Auf dem Platz wirkten Lottner und Tsiartas wie Doubletten – Meister des diagonalen Passes, ausgestattet mit einem starken linken Fuß, nur etwas lauffaul. Der Unterschied an diesem sibirisch kalten Sonntagabend in der Duisburger MSV-Arena war allenfalls im Zeitpunkt der Auswechslung zu erkennen. Während Kölns Trainer Huub Stevens in der 71. Minute versuchte, mit Markus Feulner neue Impulse ins Angriffsspiel der Kölner zu bringen, durfte Dirk Lottner zwölf Minuten später den Platz unter großem Beifall der MSV-Fans verlassen – kurz nach der Duisburger Führung. Auch ein Zeichen des Stellenwerts, den Lottner trotz anfänglicher Probleme in der Duisburger Mannschaft besitzt. Tsiartas, der erst seit knapp zehn Tagen in Köln weilt, muss sich den Stellenwert noch erarbeiten. „Es ging eben nicht gegen Trier oder Ahlen. Es war ein ganz besonderes Spiel für mich“, sagte Lottner, der natürlich auch seinem FC den Aufstieg in die erste Liga gönnt.

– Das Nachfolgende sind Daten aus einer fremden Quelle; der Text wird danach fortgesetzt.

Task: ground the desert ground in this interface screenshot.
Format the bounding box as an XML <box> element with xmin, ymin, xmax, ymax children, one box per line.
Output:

Nicht nur beide Spielmacher, auch beide Mannschaften pflegen ein fast identisches System. Ein kompaktes Mittelfeld, davor bewegliche Spitzen. Auch hier kam es zum Aufeinandertreffen zweier auffälliger Spielertypen: Abdelaziz Ahanfouf und sein Gegenüber Lukas Podolski. Podolski jettete nach dem Spiel mit der A-Nationalmannschaft nach Asien – der Grund, weshalb das Spiel von Montag auf Sonntag verschoben wurde. Ohne Not. Podolski fiel kaum auf. Seine größte Chance vergab er kurz nach der Pause, allein vor MSV-Torhüter Georg Koch. Ahanfouf traf zumindest per Elfmeter.

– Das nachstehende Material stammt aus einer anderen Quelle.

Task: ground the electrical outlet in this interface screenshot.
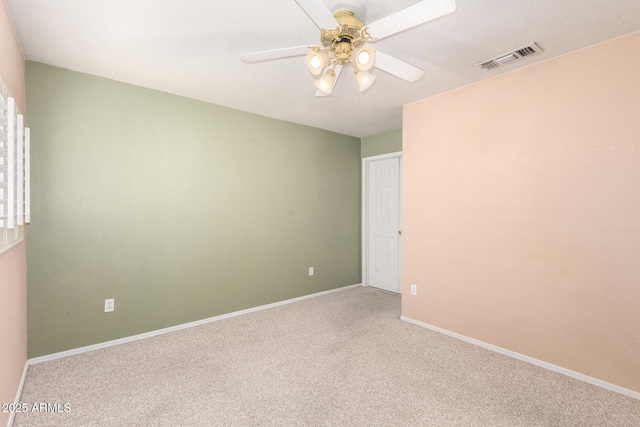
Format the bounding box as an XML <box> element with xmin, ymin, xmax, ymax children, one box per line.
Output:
<box><xmin>410</xmin><ymin>284</ymin><xmax>417</xmax><ymax>296</ymax></box>
<box><xmin>104</xmin><ymin>298</ymin><xmax>114</xmax><ymax>313</ymax></box>
<box><xmin>309</xmin><ymin>267</ymin><xmax>314</xmax><ymax>276</ymax></box>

„Ich bin froh, dass wir nicht mehr der große Favorit auf den Aufstieg sind“, sagte Huub Stevens nach dem Spiel, „der MSV gehört jetzt mit dazu, sie haben verdient gewonnen.“ Mehr hatte der Kölner Trainer zum Spiel nicht zu sagen. Auch sein Gegenüber Norbert Meier hielt sich zurück. „Frohe Weihnachten und einen guten Rutsch.“ Keine weitere Nachfragen. Alle waren froh, die Pressekonferenz verlassen zu können. Der Grund: Bei Minusgraden fand die improvisierte Veranstaltung in einem 50 Quadratmeter großen Zelt statt. Die aufgestellten Heizlüfter konnten die Kälte nicht vertreiben.

Die MSV-Arena wurde zwar schon vor mehreren Wochen eröffnet, der Feinschliff fehlt noch. Dennoch war zu merken, wie stolz der Verein um Präsident und Bauherr Walter Hellmich auf die neue Spielstätte ist. 30.700 Zuschauer sorgten für ein ausverkauftes Duisburger Stadion. Erstmals seit vielen Jahren. Dass die Miniausgabe der Schalke-Arena den Duisburger Verhältnissen angemessen ist, zeigt auch die Tatsache, dass über 6.000 Kölner nötig waren, das Stadion zu füllen. Wer das alte, zugige, stimmungstötende Wedaustadion kennt, wird den Fortschritt allerdings schnell bemerken.

Das Duisburger Comeback in der ersten Liga nach vier Jahren grauen Zweitligamittelmaßes ist wohl nicht mehr aufzuhalten. Die Fans wissen, wem sie es zu verdanken haben. Präsident Walter Hellmich wurde vor dem Spiel lautstark gefeiert. Er hat das Stadion in Rekordzeit hochgezogen. Gut ein Jahr dauerten die Renovierungsarbeiten. Der Umbau der Mannschaft dauerte ähnlich lang. Innerhalb der letzten 18 Monate schleuste Trainer Norbert Meier über 20 neue Spieler durch. Jetzt scheint die Mischung zu stimmen.

Trotzdem kann Meier von Ovationen nur träumen. Vor Monaten wurde noch sein Rausschmiss gefordert, mittlerweile scheinen die Fans seine Arbeitsweise zu akzeptieren. Es gab sogar erste, vorsichtige Sprechchöre. Und als sich Norbert Meier und Dirk Lottner nach dem Spiel umarmten, brandete der Beifall lautstark auf. Er galt wohl tatsächlich beiden.